To prevent this inconvenience, it is necessary that in every receiver there be a small hole, which being stopped only with a little lute may easily be opened and shut again as occasion requires. It serves for a vent-hole to let out the vapours, when the receiver begins to be too much crowded with them. Nothing but practice can teach the artist when it is requisite to open this vent. If he hits the proper time, the vapours commonly rush out with rapidity, and a considerable hissing noise; and the vent should be stopped again as soon as the hissing begins to grow faint. The lute employed to stop this small hole ought always to be kept so ductile, that, by taking the figure of the hole exactly, it may entirely stop it. Besides, if it should harden upon the glass, it would stick so fast that it would be very difficult to remove it without breaking the vessel. This danger is easily avoided by making use of the fat lute, which continues pliant for a long time, when it is not exposed to an excessive heat.
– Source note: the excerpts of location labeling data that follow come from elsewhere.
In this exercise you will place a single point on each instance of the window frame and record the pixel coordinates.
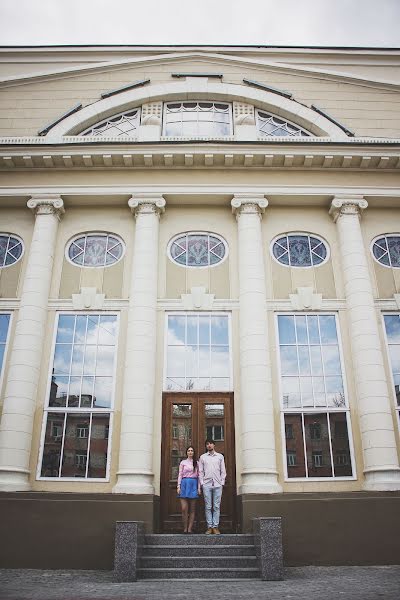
(315, 410)
(188, 233)
(373, 242)
(76, 410)
(93, 233)
(300, 233)
(196, 136)
(165, 361)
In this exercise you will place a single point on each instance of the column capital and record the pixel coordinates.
(147, 204)
(347, 205)
(46, 204)
(249, 204)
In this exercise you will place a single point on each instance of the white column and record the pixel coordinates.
(135, 472)
(381, 466)
(26, 355)
(259, 474)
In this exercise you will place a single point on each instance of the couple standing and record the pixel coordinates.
(207, 474)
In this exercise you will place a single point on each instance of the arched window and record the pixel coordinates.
(386, 250)
(299, 250)
(125, 123)
(11, 249)
(197, 249)
(270, 125)
(211, 119)
(95, 250)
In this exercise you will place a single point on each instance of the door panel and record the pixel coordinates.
(188, 419)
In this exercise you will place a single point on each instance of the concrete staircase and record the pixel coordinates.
(192, 556)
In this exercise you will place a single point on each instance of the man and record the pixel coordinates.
(212, 476)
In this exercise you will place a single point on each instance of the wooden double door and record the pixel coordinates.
(188, 419)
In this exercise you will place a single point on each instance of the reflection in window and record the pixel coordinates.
(197, 250)
(123, 124)
(270, 125)
(299, 250)
(77, 417)
(198, 356)
(11, 250)
(314, 406)
(392, 326)
(206, 119)
(386, 251)
(95, 250)
(4, 324)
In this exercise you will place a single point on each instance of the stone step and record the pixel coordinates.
(194, 573)
(199, 562)
(171, 539)
(199, 550)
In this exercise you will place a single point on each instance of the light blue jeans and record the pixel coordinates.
(212, 502)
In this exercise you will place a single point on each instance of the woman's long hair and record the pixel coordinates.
(194, 456)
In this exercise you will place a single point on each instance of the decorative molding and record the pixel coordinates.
(88, 299)
(306, 299)
(46, 204)
(198, 299)
(347, 205)
(147, 204)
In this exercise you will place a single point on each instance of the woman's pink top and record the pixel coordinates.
(186, 470)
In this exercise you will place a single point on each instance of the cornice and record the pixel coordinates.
(33, 153)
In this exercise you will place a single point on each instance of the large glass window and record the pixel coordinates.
(198, 353)
(4, 325)
(197, 249)
(314, 406)
(208, 119)
(80, 398)
(392, 326)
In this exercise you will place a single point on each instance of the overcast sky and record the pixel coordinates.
(245, 22)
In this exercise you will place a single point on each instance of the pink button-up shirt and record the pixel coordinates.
(186, 470)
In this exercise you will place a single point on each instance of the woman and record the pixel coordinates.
(188, 488)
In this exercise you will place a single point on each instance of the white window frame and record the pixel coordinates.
(194, 314)
(76, 410)
(93, 233)
(383, 314)
(189, 233)
(302, 233)
(318, 410)
(196, 136)
(379, 237)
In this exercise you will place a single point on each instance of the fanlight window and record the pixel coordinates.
(11, 249)
(386, 250)
(182, 119)
(118, 125)
(95, 250)
(197, 249)
(268, 124)
(299, 250)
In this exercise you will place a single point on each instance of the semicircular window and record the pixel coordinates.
(299, 250)
(270, 125)
(11, 249)
(208, 119)
(125, 123)
(386, 250)
(198, 249)
(95, 250)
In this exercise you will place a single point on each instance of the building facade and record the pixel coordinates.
(200, 241)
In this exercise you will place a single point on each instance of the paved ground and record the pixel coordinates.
(308, 583)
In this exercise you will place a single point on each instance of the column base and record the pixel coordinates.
(383, 480)
(14, 481)
(260, 483)
(134, 483)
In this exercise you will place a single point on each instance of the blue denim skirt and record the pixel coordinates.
(189, 486)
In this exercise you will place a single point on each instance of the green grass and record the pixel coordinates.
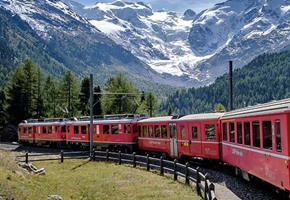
(81, 179)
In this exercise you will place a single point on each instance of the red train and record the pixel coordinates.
(255, 140)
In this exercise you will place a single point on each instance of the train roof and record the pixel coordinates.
(276, 106)
(118, 118)
(202, 116)
(159, 119)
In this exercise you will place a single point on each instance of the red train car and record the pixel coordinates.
(113, 132)
(199, 135)
(158, 135)
(194, 135)
(50, 132)
(256, 141)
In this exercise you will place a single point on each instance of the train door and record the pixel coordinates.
(195, 139)
(173, 140)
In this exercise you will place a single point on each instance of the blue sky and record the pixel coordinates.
(172, 5)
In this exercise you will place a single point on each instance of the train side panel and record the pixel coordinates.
(154, 135)
(199, 136)
(259, 146)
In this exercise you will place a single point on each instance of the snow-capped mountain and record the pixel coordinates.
(159, 46)
(195, 47)
(239, 31)
(64, 37)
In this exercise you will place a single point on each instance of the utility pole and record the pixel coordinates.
(91, 114)
(231, 85)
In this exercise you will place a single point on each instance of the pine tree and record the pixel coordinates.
(119, 103)
(151, 103)
(23, 92)
(51, 98)
(84, 106)
(69, 94)
(2, 111)
(97, 101)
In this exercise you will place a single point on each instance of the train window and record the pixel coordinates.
(210, 132)
(76, 129)
(98, 129)
(267, 135)
(144, 130)
(194, 132)
(232, 132)
(83, 129)
(127, 128)
(278, 136)
(247, 133)
(139, 131)
(164, 131)
(44, 129)
(225, 132)
(49, 129)
(106, 129)
(115, 129)
(239, 132)
(182, 129)
(135, 130)
(150, 130)
(157, 131)
(63, 129)
(256, 133)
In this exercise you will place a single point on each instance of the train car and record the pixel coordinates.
(50, 132)
(157, 135)
(256, 141)
(113, 132)
(199, 135)
(194, 135)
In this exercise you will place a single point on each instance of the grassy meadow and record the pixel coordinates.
(82, 179)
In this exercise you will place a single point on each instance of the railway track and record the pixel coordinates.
(228, 185)
(224, 176)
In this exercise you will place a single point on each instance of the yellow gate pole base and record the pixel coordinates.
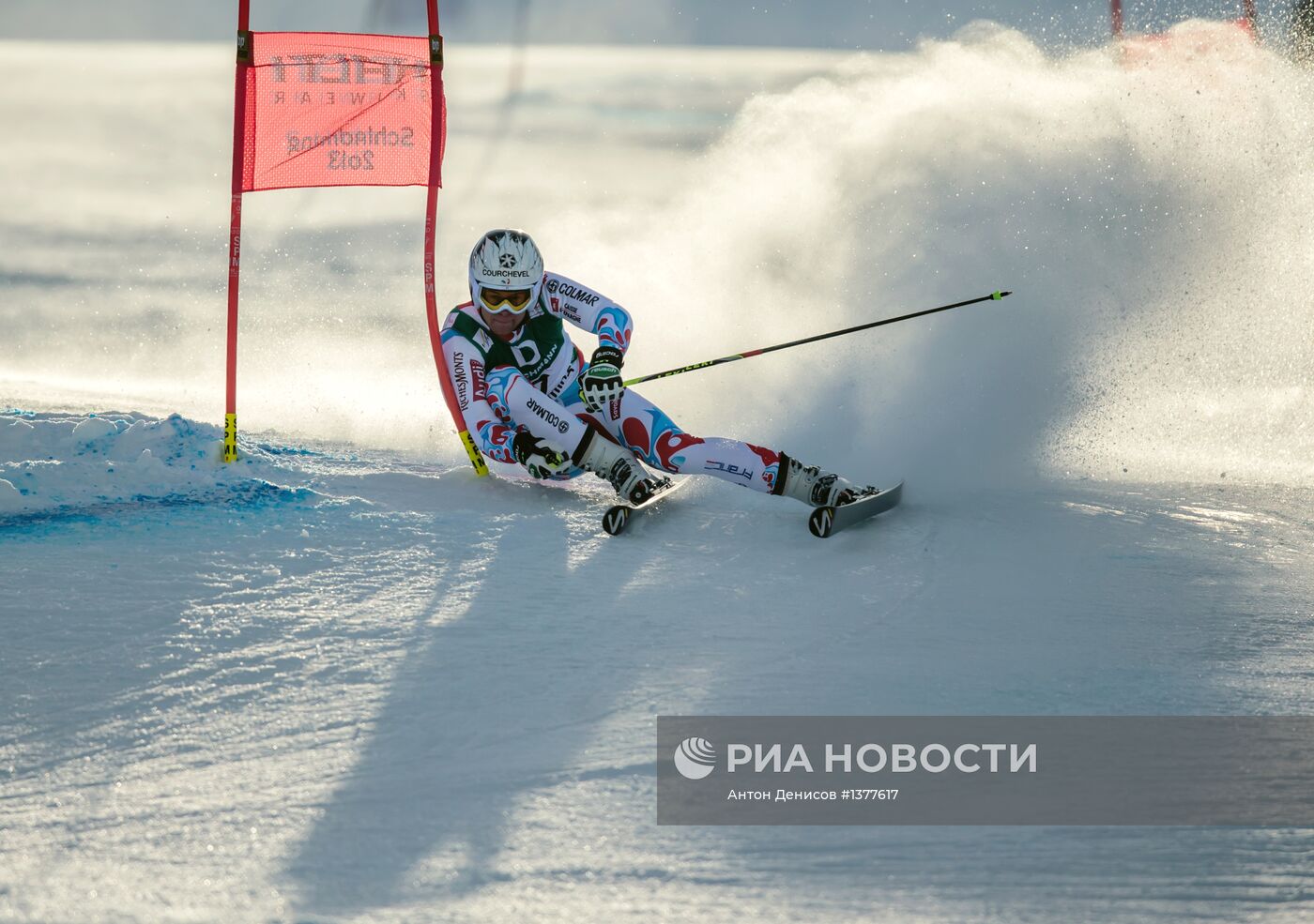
(230, 437)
This way of stopping the vent-hole of the receiver has yet another advantage: for if the hole be of a proper width, as a line and half, or two lines, in diameter, then, when the vapours are accumulated in too great a quantity, and begin to make a great effort against the sides of the receiver, they push up the stopple, force it out, and make their way through the vent-hole: so that, by this means, the breaking of the vessels may always be certainly prevented. But great care must be taken that the vapours be not suffered to escape in this manner, except when absolute necessity requires it; for it is generally the very strongest and most subtile part of a liquor which is thus dissipated and lost.
Heat being the chief cause that puts the elasticity of the vapours in action, and prevents their condensing into a liquor, it is of great consequence in distillation that the receiver be kept as cool as possible. With this view a thick plank should be placed between the receiver and the body of the furnace, to intercept the heat of the latter, and prevent its reaching the former. As the vapours themselves rise very hot from the distilling vessel, they soon communicate their heat to the receiver, and especially to its upper part, against which they strike first. For this reason it is proper that linen cloths, dipt in very cold water, be laid over the receiver, and frequently shifted. By this means the vapours will be considerably cooled, their elasticity weakened, and their condensation promoted.
By what hath been said in this first part, concerning the properties of the principal agents in Chymistry, the construction of the most necessary vessels and furnaces, and the manner of using them, we are sufficiently prepared for proceeding directly to the operations, without being obliged to make frequent and long stops, in order to give the necessary explanations on those heads.
Nevertheless, we shall take every proper occasion to extend the theory here laid down, and to improve it by the addition of several particulars, which will find their places in our Treatise of Chymical Operations.